Elle est en agence, donc pas une personne ordinaire, mais l’amour est libre, alors j’ai le droit de tenter ma chance ?

« Dans les règles du show-business, prendre un avocat est le signe qu’on refuse le dialogue. » À quoi répond : « on est à l’ère Shōwa ou quoi ». L’annonce de la direction nommait l’avocat de l’intéressée, et précisait avoir reçu de lui, au final, un « de sa part : “je dois décliner le dialogue” ». L’entrée en scène de l’avocat est lue comme la rupture des négociations. Un métier qui interdit l’amour par contrat tient pour hostile qu’on prenne un avocat pour parler de ce contrat.

Et cette pratique n’a pas changé en dix ans. En juillet, une ancienne d’AKB48 a raconté à la télévision son époque dans le groupe : des remontrances unilatérales du staff, sur la foi de messages du forum « 2channel ». « J’ai pensé : même le staff ne me croit pas », dit-elle — ajoutant aussitôt : « mais il y avait aussi la théorie que c’étaient vraiment des membres qui écrivaient ».

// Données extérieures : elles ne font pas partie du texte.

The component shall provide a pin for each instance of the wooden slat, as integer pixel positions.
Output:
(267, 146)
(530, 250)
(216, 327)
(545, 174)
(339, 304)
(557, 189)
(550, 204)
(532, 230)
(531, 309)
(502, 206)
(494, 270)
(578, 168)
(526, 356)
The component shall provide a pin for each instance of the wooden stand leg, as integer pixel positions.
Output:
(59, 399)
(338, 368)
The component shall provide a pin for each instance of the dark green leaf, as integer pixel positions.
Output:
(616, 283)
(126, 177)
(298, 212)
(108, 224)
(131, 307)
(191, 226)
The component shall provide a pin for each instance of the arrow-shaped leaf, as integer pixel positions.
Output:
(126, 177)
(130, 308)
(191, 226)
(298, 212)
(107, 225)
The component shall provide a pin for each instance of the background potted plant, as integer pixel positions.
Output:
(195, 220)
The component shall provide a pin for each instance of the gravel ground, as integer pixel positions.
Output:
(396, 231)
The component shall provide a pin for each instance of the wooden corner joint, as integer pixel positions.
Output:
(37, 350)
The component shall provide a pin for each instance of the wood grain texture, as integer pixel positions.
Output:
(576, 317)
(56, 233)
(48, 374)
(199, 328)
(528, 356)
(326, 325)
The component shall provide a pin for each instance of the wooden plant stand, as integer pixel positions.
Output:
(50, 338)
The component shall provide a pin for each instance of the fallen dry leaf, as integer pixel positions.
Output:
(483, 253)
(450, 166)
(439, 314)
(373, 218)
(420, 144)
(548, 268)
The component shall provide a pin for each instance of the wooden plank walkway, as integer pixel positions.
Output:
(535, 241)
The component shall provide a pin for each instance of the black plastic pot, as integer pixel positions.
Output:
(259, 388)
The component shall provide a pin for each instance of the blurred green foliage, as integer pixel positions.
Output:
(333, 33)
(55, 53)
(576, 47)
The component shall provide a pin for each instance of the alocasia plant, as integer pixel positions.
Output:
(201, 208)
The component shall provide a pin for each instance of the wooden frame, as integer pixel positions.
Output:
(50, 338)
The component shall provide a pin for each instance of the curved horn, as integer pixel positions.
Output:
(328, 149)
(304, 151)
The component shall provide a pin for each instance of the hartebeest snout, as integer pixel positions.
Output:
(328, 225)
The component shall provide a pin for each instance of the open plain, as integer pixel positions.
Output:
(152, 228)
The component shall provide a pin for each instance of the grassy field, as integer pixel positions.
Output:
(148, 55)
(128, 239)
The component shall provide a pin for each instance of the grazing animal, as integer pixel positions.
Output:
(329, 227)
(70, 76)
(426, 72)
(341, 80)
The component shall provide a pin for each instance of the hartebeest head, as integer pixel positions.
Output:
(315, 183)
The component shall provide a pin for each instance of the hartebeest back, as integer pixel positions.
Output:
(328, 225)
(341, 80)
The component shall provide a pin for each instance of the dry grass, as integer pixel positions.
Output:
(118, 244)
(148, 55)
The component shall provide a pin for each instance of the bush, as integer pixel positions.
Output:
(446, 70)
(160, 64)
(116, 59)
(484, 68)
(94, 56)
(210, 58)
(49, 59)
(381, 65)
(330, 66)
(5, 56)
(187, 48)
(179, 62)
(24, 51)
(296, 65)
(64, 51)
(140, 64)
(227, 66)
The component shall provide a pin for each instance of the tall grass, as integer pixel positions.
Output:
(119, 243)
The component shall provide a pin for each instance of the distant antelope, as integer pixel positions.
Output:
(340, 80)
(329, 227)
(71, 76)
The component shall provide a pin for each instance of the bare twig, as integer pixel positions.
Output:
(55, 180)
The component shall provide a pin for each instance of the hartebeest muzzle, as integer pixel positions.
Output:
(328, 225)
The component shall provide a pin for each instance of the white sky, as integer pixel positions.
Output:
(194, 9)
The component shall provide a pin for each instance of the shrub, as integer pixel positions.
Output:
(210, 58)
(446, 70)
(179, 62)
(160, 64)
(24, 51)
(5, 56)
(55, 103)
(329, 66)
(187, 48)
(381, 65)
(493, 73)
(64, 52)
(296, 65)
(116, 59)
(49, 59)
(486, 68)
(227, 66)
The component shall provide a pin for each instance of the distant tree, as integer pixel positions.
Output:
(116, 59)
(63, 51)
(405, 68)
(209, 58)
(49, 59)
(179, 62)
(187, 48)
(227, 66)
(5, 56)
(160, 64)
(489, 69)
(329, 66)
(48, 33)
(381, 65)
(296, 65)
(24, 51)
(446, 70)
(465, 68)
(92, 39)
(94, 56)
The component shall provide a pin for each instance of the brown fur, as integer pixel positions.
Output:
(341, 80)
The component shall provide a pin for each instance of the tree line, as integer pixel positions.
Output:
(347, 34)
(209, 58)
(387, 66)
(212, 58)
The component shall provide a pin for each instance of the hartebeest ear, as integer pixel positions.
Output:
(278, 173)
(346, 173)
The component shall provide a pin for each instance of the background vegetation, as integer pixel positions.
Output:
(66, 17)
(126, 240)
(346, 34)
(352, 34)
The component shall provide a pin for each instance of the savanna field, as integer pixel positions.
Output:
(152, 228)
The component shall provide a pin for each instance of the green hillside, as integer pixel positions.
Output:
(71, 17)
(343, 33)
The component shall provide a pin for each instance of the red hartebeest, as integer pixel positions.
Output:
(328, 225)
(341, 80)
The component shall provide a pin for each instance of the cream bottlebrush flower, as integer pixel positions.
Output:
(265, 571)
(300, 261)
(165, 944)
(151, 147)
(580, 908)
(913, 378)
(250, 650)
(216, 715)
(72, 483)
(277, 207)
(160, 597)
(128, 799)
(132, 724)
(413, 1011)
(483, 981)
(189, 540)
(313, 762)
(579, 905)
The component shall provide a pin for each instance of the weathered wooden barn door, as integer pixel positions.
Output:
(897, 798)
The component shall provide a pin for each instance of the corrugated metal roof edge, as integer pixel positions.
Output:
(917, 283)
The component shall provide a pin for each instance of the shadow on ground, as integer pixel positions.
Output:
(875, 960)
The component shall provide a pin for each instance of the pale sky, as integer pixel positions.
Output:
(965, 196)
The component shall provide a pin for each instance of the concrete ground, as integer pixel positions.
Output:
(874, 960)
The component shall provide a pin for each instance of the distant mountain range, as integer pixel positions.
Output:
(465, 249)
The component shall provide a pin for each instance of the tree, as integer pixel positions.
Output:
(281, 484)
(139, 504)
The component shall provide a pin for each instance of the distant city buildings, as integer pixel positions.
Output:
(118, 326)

On convoquait sur la rumeur d’un forum anonyme ; et c’est sur ce même forum que l’affaire d’aujourd’hui se débat.

Le film était arrivé six mois plus tôt

Cinq mois avant l’affaire, un film sortait au Japon : une agence y attaque en justice une idole, pour cause d’amour. Le réalisateur, dont les œuvres sont passées par Cannes, raconte avoir conçu le projet en tombant sur un petit article web du procès de 2015 — stupéfait qu’un contrat écrive noir sur blanc l’interdiction d’aimer.

Le rôle principal était tenu par une actrice issue d’un groupe d’idoles.

On ne m’a jamais dit « une idole ne doit pas aimer », et ce n’était pas écrit dans mon contrat, mais j’avais bien conscience que « c’est la culture » C’est un problème vraiment difficile. Même aujourd’hui, un peu après le tournage, sur cette question, je n’arrive pas à donner de réponse

Kyōko Saitō (rôle principal du film « Renai Saiban », ex-Hinatazaka46) — 22 janvier 2026 Source
Texte original (日本語)

"アイドルは恋愛禁止"と言われたことはないし、契約書にも書かれてなかったけど、"そういう文化"という認識はあります 本当に難しい問題です。本作を撮影して少し時間が経った今でも、その議題に関しては、答えが出せずにいます

« Je n’arrive pas à donner de réponse. » La personne la plus proche du terrain, après avoir tourné tout un film, n’a pas trouvé la réponse — que la justice, en dix ans, n’a pas donnée non plus.

Au 20 août, aucune information ne rapporte que l’intéressée, dont le contrat fut résilié en juin, ait effectivement saisi la justice. Celle qui écrivait vouloir se battre « quel que soit le nombre d’années » n’a pas encore commencé le combat. Le troisième jugement — celui qui interrogerait de front la validité de la clause — n’existe encore nulle part.